Axios noted that Trump's cold feet have "alarmed" one of the key U.S. allies in the region, Japan. Trump talked to Japanese Prime Minister Sanae Takaichi aboard Air Force One after the summit.

Takaichi told reporters after the call that, "We exchanged views ⁠on issues surrounding China, including the economy and security...and reaffirmed close communication on Indo-Pacific issues," according to reports.

However, she avoided a question about whether she and Trump spoke about Taiwan, saying only that he "briefed me in detail on the condition that our conversation remain confidential."

According to Axios, Takaichi has "found her hawkish line on Taiwan increasingly out of step with the U.S. posture," adding that South Korea and the government in Taipei have also been worried about Trump's wavering posture on defending the island.

Trump's uncertainty came despite telling reporters he and Xi discussed Taiwan in "great detail." Axios noted that the trip to China started with "a warning from Xi" about potential "conflicts" over Taiwan.

'Tale of two readouts': White House statement curiously breaks from China's in taut summit

A White House statement about Trump's discussion with Chinese leader Xi Jinping curiously took on a different tone from what counterparts put out, reporters noticed.

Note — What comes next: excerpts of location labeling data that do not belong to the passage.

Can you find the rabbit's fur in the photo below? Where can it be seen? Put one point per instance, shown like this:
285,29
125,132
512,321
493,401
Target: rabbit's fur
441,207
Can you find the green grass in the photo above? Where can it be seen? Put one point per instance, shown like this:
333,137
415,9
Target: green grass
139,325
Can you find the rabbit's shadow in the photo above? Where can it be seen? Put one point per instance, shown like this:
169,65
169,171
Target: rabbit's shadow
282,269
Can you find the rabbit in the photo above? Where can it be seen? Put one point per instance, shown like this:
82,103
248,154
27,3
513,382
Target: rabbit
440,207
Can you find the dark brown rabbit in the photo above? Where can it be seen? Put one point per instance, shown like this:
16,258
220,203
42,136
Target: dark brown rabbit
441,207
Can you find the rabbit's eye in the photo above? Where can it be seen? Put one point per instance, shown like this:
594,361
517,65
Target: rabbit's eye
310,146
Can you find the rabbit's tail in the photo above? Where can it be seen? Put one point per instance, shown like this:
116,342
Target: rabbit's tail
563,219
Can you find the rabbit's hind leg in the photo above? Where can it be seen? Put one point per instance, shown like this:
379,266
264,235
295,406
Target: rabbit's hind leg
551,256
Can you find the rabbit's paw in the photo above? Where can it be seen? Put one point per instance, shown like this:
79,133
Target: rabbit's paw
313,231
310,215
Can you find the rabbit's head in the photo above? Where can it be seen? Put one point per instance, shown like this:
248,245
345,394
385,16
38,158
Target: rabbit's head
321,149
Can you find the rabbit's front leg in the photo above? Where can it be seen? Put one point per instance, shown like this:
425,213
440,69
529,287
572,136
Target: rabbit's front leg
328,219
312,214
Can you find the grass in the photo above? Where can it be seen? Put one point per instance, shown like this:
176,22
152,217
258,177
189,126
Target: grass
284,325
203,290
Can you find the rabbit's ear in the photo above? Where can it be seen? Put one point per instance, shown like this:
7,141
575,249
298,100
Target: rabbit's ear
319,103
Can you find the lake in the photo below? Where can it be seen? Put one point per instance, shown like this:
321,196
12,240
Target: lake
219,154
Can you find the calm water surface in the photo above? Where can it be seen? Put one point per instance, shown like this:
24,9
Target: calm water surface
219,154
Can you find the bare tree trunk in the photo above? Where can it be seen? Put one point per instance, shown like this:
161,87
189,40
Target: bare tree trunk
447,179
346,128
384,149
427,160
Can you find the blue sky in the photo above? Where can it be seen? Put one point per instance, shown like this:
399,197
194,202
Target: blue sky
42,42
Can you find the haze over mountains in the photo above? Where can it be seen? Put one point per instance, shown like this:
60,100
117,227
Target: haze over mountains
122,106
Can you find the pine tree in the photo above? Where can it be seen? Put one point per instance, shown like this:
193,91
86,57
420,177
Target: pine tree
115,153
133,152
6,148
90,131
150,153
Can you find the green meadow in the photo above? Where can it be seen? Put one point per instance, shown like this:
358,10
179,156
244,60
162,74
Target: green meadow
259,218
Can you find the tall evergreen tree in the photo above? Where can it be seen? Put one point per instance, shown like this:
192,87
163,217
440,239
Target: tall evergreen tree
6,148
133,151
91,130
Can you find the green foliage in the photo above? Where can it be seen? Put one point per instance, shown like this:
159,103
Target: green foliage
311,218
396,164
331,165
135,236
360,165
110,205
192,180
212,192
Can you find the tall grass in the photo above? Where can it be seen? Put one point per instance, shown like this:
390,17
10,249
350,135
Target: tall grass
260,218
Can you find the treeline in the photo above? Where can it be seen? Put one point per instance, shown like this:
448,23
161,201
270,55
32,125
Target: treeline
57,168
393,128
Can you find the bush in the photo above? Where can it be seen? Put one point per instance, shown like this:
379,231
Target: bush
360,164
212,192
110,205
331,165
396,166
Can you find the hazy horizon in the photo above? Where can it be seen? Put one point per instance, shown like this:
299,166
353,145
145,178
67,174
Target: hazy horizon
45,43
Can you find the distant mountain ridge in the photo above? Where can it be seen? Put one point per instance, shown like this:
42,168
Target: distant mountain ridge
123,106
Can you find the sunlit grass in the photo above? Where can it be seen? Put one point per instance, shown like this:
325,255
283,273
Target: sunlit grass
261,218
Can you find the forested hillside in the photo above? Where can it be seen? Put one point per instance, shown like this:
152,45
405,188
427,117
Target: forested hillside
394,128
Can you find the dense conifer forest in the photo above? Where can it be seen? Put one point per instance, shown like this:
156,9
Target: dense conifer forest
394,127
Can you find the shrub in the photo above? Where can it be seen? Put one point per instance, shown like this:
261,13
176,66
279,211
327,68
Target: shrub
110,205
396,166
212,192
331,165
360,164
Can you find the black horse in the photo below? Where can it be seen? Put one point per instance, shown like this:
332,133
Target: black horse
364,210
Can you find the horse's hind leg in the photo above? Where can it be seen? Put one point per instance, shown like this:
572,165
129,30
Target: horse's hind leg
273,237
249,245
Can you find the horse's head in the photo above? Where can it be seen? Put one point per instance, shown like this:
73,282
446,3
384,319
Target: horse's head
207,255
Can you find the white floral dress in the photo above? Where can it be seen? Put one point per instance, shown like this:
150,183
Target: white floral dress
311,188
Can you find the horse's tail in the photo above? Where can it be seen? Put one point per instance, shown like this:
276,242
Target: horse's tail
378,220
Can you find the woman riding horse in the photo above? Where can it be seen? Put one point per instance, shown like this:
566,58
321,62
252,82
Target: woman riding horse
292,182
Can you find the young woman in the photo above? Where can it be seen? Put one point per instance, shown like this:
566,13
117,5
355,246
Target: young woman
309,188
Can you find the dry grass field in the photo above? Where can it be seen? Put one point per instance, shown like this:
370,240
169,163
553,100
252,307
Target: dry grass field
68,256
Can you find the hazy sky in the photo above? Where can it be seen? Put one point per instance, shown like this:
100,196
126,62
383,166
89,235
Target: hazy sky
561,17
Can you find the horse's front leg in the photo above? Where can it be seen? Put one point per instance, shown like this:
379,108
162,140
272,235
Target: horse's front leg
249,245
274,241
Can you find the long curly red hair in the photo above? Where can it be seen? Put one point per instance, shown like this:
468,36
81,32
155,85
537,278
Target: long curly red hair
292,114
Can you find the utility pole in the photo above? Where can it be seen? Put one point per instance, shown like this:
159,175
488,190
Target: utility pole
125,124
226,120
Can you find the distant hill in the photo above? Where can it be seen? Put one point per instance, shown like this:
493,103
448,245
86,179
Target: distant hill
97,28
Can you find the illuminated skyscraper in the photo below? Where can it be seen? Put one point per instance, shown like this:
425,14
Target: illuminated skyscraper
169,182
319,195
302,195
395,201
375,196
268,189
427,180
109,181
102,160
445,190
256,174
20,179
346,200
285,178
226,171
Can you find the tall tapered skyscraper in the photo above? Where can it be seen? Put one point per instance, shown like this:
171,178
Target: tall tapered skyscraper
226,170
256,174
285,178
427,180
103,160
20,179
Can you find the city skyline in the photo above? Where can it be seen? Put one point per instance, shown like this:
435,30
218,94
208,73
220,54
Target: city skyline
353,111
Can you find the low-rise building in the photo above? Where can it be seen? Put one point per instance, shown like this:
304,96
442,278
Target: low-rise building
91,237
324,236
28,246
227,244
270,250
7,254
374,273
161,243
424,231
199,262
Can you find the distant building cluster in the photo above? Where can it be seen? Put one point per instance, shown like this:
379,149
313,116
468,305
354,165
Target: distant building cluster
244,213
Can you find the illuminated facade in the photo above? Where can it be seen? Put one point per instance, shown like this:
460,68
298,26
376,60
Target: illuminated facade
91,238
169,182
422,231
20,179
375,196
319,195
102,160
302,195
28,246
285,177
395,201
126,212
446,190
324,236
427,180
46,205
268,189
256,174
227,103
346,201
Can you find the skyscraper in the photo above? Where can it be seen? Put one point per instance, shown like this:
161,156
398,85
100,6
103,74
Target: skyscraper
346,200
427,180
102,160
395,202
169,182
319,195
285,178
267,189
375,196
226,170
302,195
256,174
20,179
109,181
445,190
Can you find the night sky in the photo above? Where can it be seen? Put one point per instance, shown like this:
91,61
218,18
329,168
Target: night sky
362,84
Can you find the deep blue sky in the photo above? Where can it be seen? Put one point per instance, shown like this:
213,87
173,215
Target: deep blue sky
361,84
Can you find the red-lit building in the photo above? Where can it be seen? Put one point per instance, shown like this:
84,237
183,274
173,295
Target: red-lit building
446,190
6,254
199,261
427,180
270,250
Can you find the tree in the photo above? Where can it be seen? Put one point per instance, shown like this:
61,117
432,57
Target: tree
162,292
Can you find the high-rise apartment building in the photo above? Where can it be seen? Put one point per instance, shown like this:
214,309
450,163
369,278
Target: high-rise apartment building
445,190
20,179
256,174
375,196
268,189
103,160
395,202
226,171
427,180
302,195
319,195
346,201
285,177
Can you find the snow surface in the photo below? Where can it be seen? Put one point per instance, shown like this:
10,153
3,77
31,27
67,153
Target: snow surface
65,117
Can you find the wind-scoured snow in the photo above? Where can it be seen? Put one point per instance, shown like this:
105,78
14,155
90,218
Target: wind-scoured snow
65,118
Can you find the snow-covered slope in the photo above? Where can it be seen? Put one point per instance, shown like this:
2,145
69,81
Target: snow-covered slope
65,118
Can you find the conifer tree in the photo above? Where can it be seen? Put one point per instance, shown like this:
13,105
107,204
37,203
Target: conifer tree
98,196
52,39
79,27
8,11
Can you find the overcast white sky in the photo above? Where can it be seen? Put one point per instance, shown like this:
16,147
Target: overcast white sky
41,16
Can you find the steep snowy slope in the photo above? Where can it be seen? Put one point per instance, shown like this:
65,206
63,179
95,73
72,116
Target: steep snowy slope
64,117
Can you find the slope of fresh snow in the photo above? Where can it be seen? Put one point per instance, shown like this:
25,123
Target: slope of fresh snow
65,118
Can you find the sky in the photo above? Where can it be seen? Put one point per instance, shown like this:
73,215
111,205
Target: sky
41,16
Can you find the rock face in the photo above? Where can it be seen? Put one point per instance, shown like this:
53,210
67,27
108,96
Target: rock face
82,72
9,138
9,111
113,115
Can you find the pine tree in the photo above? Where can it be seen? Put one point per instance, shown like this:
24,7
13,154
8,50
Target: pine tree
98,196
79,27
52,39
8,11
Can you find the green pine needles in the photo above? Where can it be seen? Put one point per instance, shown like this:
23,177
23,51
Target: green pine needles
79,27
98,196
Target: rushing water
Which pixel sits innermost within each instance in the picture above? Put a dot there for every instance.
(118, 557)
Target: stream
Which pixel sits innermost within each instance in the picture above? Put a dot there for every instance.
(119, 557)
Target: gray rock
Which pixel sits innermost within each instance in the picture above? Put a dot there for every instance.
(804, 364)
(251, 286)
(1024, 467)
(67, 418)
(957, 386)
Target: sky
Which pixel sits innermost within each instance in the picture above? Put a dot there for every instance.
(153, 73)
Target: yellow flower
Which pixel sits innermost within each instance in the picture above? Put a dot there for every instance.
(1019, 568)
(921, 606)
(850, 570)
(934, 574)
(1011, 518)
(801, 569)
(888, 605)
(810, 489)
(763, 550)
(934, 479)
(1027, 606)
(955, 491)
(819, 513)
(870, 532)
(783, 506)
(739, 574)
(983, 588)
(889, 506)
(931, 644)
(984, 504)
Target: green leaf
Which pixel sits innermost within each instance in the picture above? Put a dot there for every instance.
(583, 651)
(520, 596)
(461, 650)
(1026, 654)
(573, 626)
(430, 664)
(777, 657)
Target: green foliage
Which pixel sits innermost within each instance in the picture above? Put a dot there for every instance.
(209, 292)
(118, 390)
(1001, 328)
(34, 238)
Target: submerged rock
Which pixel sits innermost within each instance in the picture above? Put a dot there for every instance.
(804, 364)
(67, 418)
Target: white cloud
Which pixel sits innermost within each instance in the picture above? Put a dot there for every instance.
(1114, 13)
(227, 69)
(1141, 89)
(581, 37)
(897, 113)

Politico correspondent Phelim Kine posted on X that the White House statement touted discussions of Chinese investment in the United States, fentanyl, the Strait of Hormuz, purchasing oil from the United States, and an agreement that Iran can't have a nuclear weapon.

"A Tale of Two Readouts: Here's what's in the WH readout of the Trump-Xi meeting but conspicuously absent in the Chinese readout: 1. Chinese investment into the U.S. 2. fentanyl 3. Hormuz 4. Chinese purchases of U.S. oil. 5. Agreement that Iran "can never have a nuclear weapon," Kine said.

However, Kine found that any mention of these discussions was "conspicuously absent in the Chinese readout."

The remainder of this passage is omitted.